Ich gebe zu, in letzter Zeit treibe ich mich gern bei Netgalley herum. Die Auswahl der E-Books wird mittlerweile immer größer und es ist wirklich für jeden Geschmack etwas dabei. Daher fand auch Lisa McAbbeys "Der Spion mit dem Strumpfband" über diese Plattform zu mir. Wer das Buch noch lesen möchte: Meine Rezension enthält einige Spoiler, daher aufpassen!

Zum Inhalt:


Clarissa Greenly, Tochter eines englischen Baronets, ist gezwungen, selbst Geld zu verdienen, um die Schulden ihres Vaters abzuzahlen. Aus diesem Grund arbeitet sie als Spionin für die sogenannte "Spinne". Ihr nächster Auftrag: Ein Notizbuch zu beschaffen, das Beweise für den Verrat des Earls von Hawkhurst enthalten soll. Eigentlich ein Kinderspiel, wären da nicht die ungewohnten Gefühle, die der Earl in ihr auslöst ...

Meine Meinung:


Ich mag historische Romane eigentlich sehr gern. Aber die richtig "großen" Geschichten sind für mich selten geworden, weil das Genre für meinen Geschmack viel zu sehr auf Liebesgeschichten in historischem Setting fixiert ist. Der "Spion mit dem Strumpfband" hörte sich für mich ebenfalls nach einer solchen Geschichte an, versprach allerdings neben der Liebe auch einen Abenteuer- bzw. Spionageroman.

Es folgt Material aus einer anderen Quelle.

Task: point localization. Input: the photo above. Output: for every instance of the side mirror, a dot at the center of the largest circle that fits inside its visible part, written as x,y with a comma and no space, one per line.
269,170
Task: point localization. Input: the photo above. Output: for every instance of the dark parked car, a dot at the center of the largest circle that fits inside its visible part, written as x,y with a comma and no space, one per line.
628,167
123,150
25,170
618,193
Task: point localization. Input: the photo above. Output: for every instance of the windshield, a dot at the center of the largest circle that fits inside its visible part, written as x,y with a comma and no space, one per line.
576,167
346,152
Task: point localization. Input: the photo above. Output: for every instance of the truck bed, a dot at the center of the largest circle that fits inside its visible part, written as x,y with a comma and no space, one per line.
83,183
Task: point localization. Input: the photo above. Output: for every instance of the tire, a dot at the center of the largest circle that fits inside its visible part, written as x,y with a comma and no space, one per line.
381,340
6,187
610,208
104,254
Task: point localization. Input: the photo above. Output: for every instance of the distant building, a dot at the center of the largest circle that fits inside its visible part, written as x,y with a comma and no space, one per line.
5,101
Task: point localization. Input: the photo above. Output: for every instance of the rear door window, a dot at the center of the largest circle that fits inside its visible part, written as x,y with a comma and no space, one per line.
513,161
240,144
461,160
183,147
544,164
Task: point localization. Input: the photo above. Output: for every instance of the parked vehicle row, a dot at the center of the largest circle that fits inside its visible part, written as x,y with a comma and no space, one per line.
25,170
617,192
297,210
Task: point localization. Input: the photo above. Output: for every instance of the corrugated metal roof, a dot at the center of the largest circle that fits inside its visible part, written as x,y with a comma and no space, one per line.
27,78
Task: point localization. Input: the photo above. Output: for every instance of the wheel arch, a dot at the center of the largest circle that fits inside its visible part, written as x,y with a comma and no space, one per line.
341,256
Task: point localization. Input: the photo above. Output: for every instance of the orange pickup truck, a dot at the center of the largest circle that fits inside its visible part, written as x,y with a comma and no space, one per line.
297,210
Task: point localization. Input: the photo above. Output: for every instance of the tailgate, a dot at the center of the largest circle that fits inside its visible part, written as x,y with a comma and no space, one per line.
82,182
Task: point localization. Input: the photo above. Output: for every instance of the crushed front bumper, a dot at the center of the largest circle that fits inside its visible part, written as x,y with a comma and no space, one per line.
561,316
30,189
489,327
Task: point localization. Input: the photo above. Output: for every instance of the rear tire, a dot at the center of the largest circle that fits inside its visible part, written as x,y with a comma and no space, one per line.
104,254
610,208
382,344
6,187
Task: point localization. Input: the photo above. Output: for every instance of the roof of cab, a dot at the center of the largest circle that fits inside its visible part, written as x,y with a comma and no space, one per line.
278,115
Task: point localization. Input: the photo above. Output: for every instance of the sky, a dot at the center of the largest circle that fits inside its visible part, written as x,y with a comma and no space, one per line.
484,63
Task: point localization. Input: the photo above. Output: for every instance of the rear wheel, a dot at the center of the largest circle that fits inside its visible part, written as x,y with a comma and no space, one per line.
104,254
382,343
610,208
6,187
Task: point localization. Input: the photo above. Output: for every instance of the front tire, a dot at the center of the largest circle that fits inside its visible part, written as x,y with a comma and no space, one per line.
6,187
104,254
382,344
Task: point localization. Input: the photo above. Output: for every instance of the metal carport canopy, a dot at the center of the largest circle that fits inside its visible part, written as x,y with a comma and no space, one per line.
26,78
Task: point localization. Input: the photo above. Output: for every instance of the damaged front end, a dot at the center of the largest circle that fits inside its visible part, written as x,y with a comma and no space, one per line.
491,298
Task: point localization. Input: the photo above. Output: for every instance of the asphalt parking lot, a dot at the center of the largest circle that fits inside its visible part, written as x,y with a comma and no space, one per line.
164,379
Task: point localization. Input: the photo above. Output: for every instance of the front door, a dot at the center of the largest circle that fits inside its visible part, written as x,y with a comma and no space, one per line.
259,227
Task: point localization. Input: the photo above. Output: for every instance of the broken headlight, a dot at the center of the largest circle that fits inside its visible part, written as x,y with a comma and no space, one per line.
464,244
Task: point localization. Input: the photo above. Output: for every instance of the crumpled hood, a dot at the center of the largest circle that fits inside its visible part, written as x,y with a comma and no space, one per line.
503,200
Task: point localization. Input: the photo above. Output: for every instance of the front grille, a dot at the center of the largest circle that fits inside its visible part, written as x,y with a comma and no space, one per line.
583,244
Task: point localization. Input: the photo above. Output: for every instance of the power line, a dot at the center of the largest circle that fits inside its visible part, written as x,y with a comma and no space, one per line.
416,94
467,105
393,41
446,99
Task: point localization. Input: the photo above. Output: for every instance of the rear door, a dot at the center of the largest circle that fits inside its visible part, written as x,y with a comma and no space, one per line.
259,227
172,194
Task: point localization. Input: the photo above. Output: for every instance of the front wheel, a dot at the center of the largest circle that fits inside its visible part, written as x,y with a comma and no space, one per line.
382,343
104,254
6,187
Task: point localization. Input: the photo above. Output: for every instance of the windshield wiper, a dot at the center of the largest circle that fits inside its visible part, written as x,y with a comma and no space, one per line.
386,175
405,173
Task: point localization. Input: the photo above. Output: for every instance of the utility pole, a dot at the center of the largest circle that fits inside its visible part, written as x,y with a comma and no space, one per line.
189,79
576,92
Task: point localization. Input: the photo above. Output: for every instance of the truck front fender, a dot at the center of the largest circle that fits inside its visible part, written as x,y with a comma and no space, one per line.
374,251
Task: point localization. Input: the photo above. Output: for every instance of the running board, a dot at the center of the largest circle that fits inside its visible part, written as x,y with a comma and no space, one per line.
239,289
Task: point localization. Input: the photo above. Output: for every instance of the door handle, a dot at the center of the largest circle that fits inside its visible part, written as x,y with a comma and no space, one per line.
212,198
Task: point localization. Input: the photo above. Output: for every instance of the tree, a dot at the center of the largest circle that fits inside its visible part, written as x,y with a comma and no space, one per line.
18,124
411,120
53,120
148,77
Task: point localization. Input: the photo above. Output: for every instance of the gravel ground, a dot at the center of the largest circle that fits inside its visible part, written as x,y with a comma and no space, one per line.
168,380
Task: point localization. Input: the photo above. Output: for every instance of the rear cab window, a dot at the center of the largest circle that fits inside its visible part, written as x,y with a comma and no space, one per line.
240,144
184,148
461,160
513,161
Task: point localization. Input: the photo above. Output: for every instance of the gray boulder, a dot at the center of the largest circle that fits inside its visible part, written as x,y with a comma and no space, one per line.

Um es gleich mal vorab zu sagen: Ich hatte mir ein bisschen mehr erwartet, als ich bekommen habe. Die Autorin hat einen guten und flüssigen Schreibstil, der es mir leicht gemacht hat, durch die Seiten zu fliegen. Er wirkt zwar an manchen Stellen etwas altmodisch ("Sapperment" beispielsweise habe ich auch schon sehr lange nicht mehr in einem Buch gelesen), passte aber sehr gut zu der Geschichte, die ja Mitte des 18. Jahrhunderts angesiedelt ist. Auch die einzelnen Begegnungen der Protagonisten bzw. die Liebesszenen waren durchaus anregend und nicht zu detailliert beschrieben.

Was mir weniger gefallen hat, ist die Art, wie sich die Handlung entwickelt: Die Vorgeschichte, warum Clarissa Spionin geworden ist, wird auf den ersten Seiten sehr rasch abgehandelt, dann hat auch schon der Earl seinen ersten Auftritt, mit dem er Clarissa gleich mal gewaltig durcheinander bringt. Dann wechselt die Perspektive und man bekommt einen Einblick in die Gedankenwelt des Earls, der sich von den etwas unzüchtig gezeigten Beinen der Dame verwirren lässt ... In weiterer Folge wird immer wieder abwechselnd aus seiner und ihrer Sicht erzählt, wobei seine Gedanken im Verhältnis aber eher zu kurz kommen - außer es geht um Clarissa.

Da der erste Versuch scheitert, an das Notizbuch zu kommen, unternimmt Clarissa zwangsläufig weitere Anläufe, das Buch zu finden. Das führt dazu, dass sie immer wieder auf den Earl trifft und wieder scheitert, weil ihre stärker werdenden Gefühle ihr einen Strich durch die Rechnung machen. Anfangs konnte ich diese emotionalen Verwirrungen noch nachvollziehen, aber mit jeder Wiederholung wurde es für meinen Geschmack unglaubwürdiger.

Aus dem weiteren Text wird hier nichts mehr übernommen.